Harrington: I think of the internet of things as in part as putting connectivity into a device that was already in use somewhere in a city or in a home … to understand its status. That is certainly happening with smart parking meters, for example.…  We’re able to determine in real time which areas of the city have more parking meters being occupied than not and that can inform enforcement officers and so on. We’re also deploying new sensors. Blanketing a street with a traffic-detection sensor that is powered through video -- not just putting a radio in a streetlight. This is actually about putting in place a whole set of new sensors and new devices to enable greater efficiency, safety, cost savings.… 5G effectively enables effectively the bandwidth of a wired connection but wirelessly, which means lower latency. So it provides the ability to process data in single-digit millisecond latency vs. hundreds of milliseconds of latency as well as the compute and storage and analytic capabilities near the edge of the network.
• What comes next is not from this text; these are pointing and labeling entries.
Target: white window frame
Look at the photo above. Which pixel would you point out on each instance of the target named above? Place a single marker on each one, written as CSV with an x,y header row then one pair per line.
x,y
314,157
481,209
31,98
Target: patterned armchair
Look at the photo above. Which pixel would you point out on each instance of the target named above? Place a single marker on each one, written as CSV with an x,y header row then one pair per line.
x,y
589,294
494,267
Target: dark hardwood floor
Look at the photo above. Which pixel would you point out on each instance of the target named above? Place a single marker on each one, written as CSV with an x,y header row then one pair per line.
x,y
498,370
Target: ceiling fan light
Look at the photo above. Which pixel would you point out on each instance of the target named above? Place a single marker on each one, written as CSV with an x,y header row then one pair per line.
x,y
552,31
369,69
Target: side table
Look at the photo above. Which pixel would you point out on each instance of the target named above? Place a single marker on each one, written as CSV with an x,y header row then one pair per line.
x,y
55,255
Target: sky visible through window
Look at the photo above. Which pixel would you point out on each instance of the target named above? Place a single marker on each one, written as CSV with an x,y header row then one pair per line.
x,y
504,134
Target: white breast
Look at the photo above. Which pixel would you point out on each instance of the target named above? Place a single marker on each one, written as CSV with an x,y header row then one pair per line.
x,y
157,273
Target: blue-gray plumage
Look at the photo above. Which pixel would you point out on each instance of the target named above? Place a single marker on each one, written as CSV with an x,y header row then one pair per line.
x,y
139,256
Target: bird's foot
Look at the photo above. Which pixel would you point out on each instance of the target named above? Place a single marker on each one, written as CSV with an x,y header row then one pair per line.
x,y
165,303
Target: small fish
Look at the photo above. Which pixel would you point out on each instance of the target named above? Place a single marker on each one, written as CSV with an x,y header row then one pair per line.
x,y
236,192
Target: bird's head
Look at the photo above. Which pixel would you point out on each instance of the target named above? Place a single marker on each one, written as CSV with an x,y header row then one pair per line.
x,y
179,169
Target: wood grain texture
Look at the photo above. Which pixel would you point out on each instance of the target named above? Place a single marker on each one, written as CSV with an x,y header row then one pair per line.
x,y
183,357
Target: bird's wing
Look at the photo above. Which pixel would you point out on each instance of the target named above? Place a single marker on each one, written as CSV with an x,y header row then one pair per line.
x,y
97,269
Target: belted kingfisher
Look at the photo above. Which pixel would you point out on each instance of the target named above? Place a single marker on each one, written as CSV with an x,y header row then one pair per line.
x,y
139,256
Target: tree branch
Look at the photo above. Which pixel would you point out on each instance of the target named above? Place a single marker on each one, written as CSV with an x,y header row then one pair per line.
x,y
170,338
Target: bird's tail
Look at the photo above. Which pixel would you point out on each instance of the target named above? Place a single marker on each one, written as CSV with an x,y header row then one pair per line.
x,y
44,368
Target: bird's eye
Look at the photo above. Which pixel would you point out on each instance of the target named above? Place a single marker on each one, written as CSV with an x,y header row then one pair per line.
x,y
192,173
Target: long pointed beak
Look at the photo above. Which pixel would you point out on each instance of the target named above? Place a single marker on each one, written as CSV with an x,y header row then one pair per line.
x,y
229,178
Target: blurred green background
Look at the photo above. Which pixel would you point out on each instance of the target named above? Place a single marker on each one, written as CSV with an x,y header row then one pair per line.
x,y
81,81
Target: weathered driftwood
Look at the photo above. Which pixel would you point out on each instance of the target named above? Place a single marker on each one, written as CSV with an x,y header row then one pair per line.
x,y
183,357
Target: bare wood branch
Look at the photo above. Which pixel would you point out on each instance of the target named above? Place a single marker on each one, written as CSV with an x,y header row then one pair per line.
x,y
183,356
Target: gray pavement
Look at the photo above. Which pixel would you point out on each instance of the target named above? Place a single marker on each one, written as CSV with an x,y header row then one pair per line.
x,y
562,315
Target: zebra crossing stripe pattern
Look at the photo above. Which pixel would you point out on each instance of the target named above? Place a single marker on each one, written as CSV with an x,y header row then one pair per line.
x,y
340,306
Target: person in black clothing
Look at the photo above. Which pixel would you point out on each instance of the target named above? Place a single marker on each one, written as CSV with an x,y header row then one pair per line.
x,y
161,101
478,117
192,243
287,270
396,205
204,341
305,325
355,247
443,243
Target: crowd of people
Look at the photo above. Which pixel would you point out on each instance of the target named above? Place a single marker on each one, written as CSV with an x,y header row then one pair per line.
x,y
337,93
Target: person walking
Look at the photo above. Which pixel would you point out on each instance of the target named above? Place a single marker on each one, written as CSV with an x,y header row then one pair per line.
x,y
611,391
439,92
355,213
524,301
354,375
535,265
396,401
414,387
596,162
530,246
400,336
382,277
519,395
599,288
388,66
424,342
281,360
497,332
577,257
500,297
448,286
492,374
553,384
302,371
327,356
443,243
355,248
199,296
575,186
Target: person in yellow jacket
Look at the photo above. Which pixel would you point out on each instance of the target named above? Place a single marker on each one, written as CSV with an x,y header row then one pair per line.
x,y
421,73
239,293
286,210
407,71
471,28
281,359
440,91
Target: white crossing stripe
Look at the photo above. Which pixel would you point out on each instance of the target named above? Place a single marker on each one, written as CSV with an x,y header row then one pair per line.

GCN: Is it also better in that it is more secure and requires less power?

Harrington: The network is designed to manage billions of devices vs. millions and to do so in an energy-efficient way. Certainly, [5G offers] a significant energy-efficiency improvement over LTE on a per-unit-of-data bandwidth throughput. As we go from one generation of technology to the next, there is an emphasis on continually improving the security protocols that are used.

GCN: What stage is the technology in now?

Harrington: We’re excited to have launched our first four markets with 5G Home in 2018, Sacramento among them. The same infrastructure that is used for the 5G Home service -- which is the in-home broadband fixed wireless internet service that we’re offering to residential customers with gigabit fiber-like speeds but through that wireless 5G connection -- we are using with some initial smart city use cases in Sacramento. We’re validating the 5G application features and use cases in the near term, and then we’ll be looking to roll those into full-fledged product offerings that leverage 5G starting in 2019 as the 5G footprint continues to expand across the U.S.

GCN:  What should cities consider in terms of getting connected?

Harrington: The recommendation we have is to really make sure cities are being thoughtful and preparing now for 5G because it is here. This is not a future, aspirational technology. It’s being deployed as we speak. Cities should determine what they are trying to accomplish and what they have now.  And then that will start to lead to a plan and better-informed conversations.

Editor's note: This article was changed Jan. 4 to clarify the capabilities being rolled out.